Diğer davalı davaya cevap vermemiştir.
YARGILAMA:
Taraflar arasındaki uyuşmazlığın; davalı başvurusuna davacı tarafından yapılan itirazın reddiyle ilgili verilen YİDK kararının 6769 sayılı SMK 6/1, 5, 9 maddeleri kapsamında yerinde olup olmadığı iptal şartlarının oluşup oluşmadığı noktalarında toplandığı anlaşılmıştır.
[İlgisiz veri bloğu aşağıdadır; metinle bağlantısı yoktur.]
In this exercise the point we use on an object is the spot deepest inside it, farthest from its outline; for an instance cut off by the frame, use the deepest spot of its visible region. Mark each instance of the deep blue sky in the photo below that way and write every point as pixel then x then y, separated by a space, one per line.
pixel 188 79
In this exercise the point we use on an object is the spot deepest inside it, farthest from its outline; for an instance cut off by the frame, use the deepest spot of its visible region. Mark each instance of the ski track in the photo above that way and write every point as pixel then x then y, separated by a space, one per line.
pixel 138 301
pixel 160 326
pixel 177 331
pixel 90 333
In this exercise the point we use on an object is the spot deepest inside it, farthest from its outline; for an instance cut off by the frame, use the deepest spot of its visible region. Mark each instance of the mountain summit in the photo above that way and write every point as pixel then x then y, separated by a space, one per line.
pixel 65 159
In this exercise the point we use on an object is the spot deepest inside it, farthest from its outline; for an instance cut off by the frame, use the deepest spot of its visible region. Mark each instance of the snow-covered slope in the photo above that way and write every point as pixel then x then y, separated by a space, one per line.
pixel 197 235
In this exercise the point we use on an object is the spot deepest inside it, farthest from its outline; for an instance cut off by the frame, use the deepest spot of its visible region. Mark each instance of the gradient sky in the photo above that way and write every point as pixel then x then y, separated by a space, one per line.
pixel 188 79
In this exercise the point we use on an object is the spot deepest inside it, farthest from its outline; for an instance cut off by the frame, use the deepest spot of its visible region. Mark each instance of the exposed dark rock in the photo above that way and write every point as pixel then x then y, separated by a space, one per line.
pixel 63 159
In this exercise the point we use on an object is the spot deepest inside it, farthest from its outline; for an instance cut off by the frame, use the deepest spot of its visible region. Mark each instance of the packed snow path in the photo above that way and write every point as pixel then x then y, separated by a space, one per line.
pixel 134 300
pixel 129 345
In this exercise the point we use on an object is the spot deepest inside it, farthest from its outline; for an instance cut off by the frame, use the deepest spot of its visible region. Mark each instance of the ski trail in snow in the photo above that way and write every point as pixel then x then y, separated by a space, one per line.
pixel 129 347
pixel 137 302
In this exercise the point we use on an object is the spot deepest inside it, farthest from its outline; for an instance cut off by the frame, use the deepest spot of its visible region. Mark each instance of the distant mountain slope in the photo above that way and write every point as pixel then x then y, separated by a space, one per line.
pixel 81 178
Davanın açılmasını müteakip tarafların dava, cevap, cevaba cevap dilekçeleri karşılıklı tebliğ olunmuş, sundukları deliller alınmış, tescil ve başvuru dosyaları ile Alâkalı ticaret sicil kayıtları getirtilmiş, dava şartları incelenmiş, ön inceleme duruşması yapılmış, taraflar sulhe teşvik olunmuş, sonuç alınamaması üzerine uyuşmazlık konuları tespit edilmiş, tahkikat icra olunmasını müteakip taraf vekillerine tahkikat ve yargılamının geneliyle ilgili son sözleri de sorulmuş; sözlü iddia ve savunmada bulunma olanağı tanınmıştır.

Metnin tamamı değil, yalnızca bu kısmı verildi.